The purpose of the Act is to also redress the wrongs of apartheid which was a political, economic and social regime that manipulated and controlled the labour market in such a way that privileged the white minority whilst disadvantaging and discriminating the black majority.
What are some examples of unfair discrimination which the law prevents?
- It is illegal for Black and White workers doing the same job to get paid different wages.
- It is illegal for women not to get the same benefits as men, or for a woman who is doing the same job as a man, not to get the same pay.
- People with disabilities canʼt be refused a job interview just because they have a disability.
- Somebody who is HIV positive canʼt be refused a job, or training opportunities, just because he/she is HIV positive
To do this one would need a plan on how to get them there, either through training (Skills Development), promotion or new recruits.
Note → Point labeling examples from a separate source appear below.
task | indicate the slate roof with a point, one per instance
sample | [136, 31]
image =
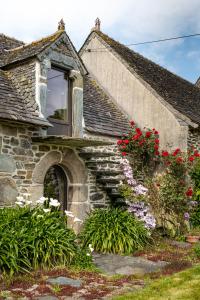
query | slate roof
[7, 43]
[180, 93]
[28, 50]
[13, 107]
[101, 114]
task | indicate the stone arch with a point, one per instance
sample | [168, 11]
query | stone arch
[76, 173]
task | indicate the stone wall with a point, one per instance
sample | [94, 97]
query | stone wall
[138, 100]
[194, 138]
[23, 166]
[104, 160]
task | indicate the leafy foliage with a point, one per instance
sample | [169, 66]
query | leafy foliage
[195, 175]
[31, 239]
[197, 250]
[170, 194]
[114, 231]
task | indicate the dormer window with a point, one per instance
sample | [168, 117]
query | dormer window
[58, 107]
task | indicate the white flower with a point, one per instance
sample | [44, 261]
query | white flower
[28, 202]
[20, 199]
[54, 202]
[26, 195]
[21, 204]
[46, 210]
[69, 213]
[41, 200]
[77, 220]
[40, 216]
[90, 247]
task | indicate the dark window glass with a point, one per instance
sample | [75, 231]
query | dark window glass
[57, 97]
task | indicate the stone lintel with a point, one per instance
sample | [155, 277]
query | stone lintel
[69, 141]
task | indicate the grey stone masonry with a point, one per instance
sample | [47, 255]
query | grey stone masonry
[194, 138]
[104, 171]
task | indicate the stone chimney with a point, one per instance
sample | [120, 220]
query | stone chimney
[61, 25]
[97, 26]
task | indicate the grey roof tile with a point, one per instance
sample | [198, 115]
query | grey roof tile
[101, 114]
[178, 92]
[13, 107]
[27, 51]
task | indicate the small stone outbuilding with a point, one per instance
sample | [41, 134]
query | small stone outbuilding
[146, 92]
[58, 127]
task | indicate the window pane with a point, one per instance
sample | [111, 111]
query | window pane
[57, 95]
This is where the employment Equity Plan comes in.
Employment Equity Regulations
The regulations of Employment Equity provide detail to the legal framework of the Employment Equity Act (EEA). The Act deals with the elimination of unfair discrimination, affirmative action, the duties of employers in relation to affirmative action in the workplace and enforcing the provisions of the Act.
The regulations set out what is expected of a designated employer.
Designated employer: An employer who employers more than 50 employees
OR
Employs fewer than 50 employees but has a total annual turnover equal to, or above the applicable turnover of a small business in a specific sector
OR
Is a municipality or Organ of State or is bound by a collective agreement in terms of the Labour Relations Act.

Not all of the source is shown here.